# How do you find out the major shareholders?



## Renhoek (3 August 2007)

Alright, newbie question: how do you find out who the major shareholders are in a company?


----------



## Joe Blow (3 August 2007)

Moved this thread to 'Beginners Lounge'.


----------



## springhill (3 August 2007)

Renhoek said:


> Alright, newbie question: how do you find out who the major shareholders are in a company?

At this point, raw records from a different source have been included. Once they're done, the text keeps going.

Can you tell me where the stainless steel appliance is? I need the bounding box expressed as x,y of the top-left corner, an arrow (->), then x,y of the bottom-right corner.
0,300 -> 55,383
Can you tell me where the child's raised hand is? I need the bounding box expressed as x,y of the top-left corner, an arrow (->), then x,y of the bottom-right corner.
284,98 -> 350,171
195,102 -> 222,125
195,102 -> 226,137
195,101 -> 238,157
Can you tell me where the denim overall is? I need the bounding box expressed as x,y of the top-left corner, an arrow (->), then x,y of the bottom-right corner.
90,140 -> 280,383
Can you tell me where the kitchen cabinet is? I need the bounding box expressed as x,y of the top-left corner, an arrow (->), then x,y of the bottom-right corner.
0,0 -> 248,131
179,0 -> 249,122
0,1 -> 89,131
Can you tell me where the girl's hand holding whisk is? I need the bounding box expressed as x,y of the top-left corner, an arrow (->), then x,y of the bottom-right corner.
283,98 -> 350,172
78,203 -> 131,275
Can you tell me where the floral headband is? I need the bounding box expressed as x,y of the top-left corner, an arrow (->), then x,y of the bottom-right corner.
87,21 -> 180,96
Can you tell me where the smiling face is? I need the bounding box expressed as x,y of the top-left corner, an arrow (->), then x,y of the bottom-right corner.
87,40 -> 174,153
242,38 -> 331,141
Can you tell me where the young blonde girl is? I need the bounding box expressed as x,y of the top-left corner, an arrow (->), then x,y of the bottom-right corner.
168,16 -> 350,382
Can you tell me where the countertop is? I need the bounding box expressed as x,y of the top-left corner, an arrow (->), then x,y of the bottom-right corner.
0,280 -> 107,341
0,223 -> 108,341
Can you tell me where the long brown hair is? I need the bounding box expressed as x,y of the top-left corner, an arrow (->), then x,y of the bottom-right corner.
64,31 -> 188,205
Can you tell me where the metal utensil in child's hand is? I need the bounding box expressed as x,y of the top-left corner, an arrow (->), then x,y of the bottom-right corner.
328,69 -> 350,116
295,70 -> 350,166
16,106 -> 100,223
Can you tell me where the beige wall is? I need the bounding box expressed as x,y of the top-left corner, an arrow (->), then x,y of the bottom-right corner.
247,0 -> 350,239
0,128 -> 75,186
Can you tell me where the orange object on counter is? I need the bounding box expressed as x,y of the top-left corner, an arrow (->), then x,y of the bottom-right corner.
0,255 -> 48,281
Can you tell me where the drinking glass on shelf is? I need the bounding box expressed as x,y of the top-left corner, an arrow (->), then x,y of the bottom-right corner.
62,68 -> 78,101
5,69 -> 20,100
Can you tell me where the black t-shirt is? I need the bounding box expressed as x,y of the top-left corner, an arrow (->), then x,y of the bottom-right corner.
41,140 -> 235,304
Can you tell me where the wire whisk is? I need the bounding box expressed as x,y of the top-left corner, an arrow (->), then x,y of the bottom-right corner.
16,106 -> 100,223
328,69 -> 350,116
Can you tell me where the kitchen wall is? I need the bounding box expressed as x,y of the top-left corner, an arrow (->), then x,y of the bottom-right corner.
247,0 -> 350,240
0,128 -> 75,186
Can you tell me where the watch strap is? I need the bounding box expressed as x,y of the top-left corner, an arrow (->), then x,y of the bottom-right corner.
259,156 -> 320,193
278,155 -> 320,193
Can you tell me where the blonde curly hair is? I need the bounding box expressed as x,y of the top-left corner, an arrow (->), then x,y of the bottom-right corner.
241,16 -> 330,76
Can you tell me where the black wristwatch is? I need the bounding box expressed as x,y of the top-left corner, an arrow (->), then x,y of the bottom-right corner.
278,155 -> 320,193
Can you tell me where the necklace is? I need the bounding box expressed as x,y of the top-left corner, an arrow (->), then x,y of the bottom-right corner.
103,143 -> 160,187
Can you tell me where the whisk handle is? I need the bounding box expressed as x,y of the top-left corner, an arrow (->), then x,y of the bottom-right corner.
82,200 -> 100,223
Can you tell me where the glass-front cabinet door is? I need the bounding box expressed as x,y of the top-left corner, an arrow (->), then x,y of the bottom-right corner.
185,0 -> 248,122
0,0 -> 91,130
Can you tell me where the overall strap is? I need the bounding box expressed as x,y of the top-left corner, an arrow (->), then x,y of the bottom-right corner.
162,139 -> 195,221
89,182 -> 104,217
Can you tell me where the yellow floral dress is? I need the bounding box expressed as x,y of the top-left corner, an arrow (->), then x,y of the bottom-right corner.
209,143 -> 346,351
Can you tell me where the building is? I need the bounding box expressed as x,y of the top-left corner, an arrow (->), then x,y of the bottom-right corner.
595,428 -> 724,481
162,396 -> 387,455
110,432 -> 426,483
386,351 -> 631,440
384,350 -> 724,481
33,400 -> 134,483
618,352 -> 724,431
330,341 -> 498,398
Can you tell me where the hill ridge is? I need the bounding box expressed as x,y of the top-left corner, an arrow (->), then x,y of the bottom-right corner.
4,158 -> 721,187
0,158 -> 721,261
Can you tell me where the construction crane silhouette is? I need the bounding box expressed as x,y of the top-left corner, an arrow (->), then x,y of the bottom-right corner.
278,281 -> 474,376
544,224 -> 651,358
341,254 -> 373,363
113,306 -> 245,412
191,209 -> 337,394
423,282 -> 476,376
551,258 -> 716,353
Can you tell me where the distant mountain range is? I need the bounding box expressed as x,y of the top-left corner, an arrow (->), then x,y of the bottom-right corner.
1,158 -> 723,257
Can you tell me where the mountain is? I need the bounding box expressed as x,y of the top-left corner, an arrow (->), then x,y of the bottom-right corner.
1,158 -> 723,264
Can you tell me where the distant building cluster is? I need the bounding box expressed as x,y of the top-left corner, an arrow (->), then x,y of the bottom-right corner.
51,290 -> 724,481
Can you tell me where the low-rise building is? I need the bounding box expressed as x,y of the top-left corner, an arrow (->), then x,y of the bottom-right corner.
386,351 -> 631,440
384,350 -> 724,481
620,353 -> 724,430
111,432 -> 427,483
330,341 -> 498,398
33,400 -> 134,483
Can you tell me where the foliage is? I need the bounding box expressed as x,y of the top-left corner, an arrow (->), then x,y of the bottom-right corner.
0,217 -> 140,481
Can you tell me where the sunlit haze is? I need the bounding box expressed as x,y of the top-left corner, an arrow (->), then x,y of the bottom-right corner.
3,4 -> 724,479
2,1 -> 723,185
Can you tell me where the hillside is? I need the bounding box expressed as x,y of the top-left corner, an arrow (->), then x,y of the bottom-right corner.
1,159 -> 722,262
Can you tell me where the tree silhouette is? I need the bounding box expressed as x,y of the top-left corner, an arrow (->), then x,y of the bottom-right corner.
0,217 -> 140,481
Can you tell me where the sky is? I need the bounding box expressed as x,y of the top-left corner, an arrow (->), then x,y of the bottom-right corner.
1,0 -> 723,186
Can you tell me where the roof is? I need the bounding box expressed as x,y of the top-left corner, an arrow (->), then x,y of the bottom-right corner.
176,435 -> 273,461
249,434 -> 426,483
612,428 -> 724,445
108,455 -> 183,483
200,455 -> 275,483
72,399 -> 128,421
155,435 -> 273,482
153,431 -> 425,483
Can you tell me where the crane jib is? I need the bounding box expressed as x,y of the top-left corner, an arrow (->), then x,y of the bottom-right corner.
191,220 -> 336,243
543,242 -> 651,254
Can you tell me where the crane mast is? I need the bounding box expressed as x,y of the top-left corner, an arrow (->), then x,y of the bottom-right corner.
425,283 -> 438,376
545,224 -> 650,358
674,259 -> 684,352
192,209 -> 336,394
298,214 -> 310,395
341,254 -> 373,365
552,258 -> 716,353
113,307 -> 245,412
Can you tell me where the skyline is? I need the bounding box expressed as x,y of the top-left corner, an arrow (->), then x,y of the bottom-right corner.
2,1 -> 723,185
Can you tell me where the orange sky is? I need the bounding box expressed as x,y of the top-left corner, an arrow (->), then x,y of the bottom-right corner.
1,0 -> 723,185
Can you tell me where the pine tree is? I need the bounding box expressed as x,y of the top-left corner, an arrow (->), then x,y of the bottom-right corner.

Most of the time his information is on the company website, under corporate/investor information. Barring that try e-mailing the company or calling them. I recently came across this problem trying to find top 20 of ATV, was like pulling teeth trying to get this out of them. Very unhelpful mob, hope their business skills are better than their PR!!


----------



## Julia (3 August 2007)

If you are with E-trade (and other brokers probably have the same facility)
just type in the code for the company you want in "Quote", then click on "Profile" and in the line below you will see "Major Shareholders".


----------



## doctorj (3 August 2007)

You could always call the company and ask them to fax/email through their latest top 20.  Most companies will be pretty helpful.


----------



## Millsy (6 August 2007)

Renhoek said:


> Alright, newbie question: how do you find out who the major shareholders are in a company?





Heres an interesting site on insider buying you might like to look around


http://www.secform4.com/buying.htm


----------